Topics
The vanilla Transformer architecture introduced in “Attention Is All You Need” paper, was designed to address the limitations of limitations of recurrent neural networks in seq2seq modelling, particularly for machine translation. The Transformer achieved state-of-the-art results on WMT 2014 (machine translation benchmark), while requiring significantly less training time than recurrent approaches. Its success stems from three key innovations:
- Complete replacement of recurrence with self-attention
- multi-head attention allowing different representation subspaces
- Positional embeddings enabling sequence order awareness
The attention mechanism weighs the influence of different input parts on each output part. The original paper designed the architecture as:
It follows the encoder-decoder architecture, as was originally used for machine translation task. The transformer encoder block contains:
- multi-head self-attention layer that computes attention weights between all positions
- feed forward layers to increase model capacity
- residual connection around each sub-layer followed by layer normalization (normalization technique to stabilize gradients)

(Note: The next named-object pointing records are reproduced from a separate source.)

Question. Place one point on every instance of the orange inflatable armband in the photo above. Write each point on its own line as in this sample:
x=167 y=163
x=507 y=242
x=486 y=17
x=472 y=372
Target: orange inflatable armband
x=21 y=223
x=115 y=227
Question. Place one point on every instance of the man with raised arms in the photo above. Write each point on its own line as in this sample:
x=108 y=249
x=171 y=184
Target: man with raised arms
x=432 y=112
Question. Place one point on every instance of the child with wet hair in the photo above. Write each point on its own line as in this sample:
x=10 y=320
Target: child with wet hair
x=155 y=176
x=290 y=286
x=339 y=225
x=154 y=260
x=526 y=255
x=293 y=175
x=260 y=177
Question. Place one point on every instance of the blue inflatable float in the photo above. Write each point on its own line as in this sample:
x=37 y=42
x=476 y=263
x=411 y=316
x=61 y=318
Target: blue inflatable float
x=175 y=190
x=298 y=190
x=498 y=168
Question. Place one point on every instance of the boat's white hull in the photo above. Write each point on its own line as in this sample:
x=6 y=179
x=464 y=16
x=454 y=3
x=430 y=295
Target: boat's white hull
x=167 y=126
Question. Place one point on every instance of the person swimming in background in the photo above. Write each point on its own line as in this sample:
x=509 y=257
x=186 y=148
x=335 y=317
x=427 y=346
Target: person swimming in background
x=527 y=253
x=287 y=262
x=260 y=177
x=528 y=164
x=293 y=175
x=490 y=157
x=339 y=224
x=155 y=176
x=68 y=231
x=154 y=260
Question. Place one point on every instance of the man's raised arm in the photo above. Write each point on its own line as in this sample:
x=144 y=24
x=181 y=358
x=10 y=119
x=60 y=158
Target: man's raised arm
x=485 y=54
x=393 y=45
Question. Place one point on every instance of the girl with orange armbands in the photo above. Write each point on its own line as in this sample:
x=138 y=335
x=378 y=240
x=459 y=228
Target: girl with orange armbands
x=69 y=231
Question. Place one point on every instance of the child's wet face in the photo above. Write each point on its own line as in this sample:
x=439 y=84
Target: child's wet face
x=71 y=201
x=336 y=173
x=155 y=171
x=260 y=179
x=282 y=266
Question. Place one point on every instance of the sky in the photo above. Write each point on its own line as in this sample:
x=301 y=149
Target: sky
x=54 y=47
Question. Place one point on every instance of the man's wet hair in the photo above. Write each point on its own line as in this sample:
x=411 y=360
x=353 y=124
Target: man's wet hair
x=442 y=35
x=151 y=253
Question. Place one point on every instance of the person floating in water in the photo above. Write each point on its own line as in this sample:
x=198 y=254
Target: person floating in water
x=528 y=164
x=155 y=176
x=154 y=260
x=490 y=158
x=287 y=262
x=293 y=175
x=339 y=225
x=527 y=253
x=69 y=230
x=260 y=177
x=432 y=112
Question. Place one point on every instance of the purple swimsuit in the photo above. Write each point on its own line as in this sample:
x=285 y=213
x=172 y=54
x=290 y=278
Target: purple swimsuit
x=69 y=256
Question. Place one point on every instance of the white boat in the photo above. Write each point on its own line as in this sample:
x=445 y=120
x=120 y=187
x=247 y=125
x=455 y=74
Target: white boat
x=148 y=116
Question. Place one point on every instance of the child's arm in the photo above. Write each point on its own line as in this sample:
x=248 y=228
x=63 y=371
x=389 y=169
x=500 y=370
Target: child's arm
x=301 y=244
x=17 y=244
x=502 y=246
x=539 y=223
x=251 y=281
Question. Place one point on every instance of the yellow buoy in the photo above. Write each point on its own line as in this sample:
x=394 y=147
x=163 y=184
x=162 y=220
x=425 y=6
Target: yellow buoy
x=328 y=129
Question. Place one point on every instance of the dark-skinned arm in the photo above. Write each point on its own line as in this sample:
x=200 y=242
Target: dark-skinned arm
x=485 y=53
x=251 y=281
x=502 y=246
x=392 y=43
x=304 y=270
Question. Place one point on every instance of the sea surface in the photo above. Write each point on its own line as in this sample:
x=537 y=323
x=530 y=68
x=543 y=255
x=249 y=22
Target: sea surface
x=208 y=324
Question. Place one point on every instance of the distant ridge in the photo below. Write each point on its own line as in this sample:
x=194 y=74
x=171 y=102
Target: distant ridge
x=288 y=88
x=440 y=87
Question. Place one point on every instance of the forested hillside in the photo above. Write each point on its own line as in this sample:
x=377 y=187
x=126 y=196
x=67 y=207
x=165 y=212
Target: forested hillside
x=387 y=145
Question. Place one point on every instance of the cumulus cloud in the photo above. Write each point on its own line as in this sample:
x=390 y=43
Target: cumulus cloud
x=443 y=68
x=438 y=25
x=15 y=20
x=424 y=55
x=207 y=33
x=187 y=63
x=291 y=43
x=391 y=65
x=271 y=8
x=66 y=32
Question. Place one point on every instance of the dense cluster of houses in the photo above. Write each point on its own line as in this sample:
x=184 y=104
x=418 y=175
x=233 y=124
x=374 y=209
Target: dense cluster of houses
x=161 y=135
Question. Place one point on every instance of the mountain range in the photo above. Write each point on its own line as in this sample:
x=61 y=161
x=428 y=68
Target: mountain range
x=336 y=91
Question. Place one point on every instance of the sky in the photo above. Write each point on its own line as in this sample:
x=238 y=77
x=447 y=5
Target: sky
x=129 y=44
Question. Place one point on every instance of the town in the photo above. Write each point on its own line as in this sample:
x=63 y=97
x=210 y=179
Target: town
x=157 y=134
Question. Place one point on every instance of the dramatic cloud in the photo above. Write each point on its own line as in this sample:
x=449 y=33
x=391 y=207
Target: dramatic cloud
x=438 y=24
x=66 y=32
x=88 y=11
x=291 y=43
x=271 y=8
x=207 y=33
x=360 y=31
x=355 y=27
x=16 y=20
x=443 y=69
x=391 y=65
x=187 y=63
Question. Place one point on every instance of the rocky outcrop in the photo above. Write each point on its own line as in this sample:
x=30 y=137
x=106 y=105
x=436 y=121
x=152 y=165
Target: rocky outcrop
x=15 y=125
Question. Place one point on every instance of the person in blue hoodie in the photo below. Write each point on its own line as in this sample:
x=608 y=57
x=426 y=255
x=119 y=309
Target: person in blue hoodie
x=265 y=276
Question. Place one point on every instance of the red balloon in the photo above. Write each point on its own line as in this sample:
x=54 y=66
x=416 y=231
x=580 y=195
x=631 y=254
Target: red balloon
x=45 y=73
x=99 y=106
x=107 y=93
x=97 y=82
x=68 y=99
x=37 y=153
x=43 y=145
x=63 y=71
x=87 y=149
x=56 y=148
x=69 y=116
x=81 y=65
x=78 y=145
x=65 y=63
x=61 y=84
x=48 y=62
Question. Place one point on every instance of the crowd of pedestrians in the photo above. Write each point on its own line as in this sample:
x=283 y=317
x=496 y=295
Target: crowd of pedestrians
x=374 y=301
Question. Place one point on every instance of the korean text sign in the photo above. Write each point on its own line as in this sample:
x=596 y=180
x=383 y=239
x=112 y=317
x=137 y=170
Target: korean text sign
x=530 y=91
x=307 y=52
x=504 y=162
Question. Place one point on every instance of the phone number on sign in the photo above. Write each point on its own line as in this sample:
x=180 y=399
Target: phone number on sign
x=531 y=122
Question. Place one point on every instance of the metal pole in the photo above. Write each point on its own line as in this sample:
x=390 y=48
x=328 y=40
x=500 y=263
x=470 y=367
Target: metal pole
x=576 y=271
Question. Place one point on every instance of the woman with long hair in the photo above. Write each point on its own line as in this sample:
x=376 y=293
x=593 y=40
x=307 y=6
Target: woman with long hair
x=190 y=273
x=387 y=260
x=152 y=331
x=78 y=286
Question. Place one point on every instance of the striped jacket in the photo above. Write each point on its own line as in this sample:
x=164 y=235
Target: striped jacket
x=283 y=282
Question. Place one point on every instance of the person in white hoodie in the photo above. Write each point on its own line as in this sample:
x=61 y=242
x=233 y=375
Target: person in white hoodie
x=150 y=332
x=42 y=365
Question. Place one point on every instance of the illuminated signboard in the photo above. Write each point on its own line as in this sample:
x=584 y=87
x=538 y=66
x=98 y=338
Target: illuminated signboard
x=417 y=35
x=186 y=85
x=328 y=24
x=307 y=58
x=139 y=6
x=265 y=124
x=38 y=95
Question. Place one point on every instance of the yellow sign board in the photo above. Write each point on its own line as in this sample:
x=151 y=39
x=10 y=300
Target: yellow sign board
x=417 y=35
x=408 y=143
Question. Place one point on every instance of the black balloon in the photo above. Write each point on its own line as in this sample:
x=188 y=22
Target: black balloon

The transformer decoder block has similar components but adds:
- masked multi-head self-attention (masking to prevent positions from attending to subsequent positions)
- cross-attention (via multi-head attention) to incorporate the encoder’s output: (K, V) come from encoder output, Q comes from decoder
Input processing involves:
- token embedding for sequence models to convert discrete tokens to continuous vectors
- encoding sequence position without recurrence via sinusoidal positional encoding or learned positional embeddings
The architecture’s design choices enable several benefits:
- parallel computation across sequence positions
- constant path length between any two positions (vs. in RNNs)
- direct modeling of long-range dependencies through attention
Plethora of applications: Machine translation, text summarization, NER, Question answering, text generation, chatbots, computer vision and more.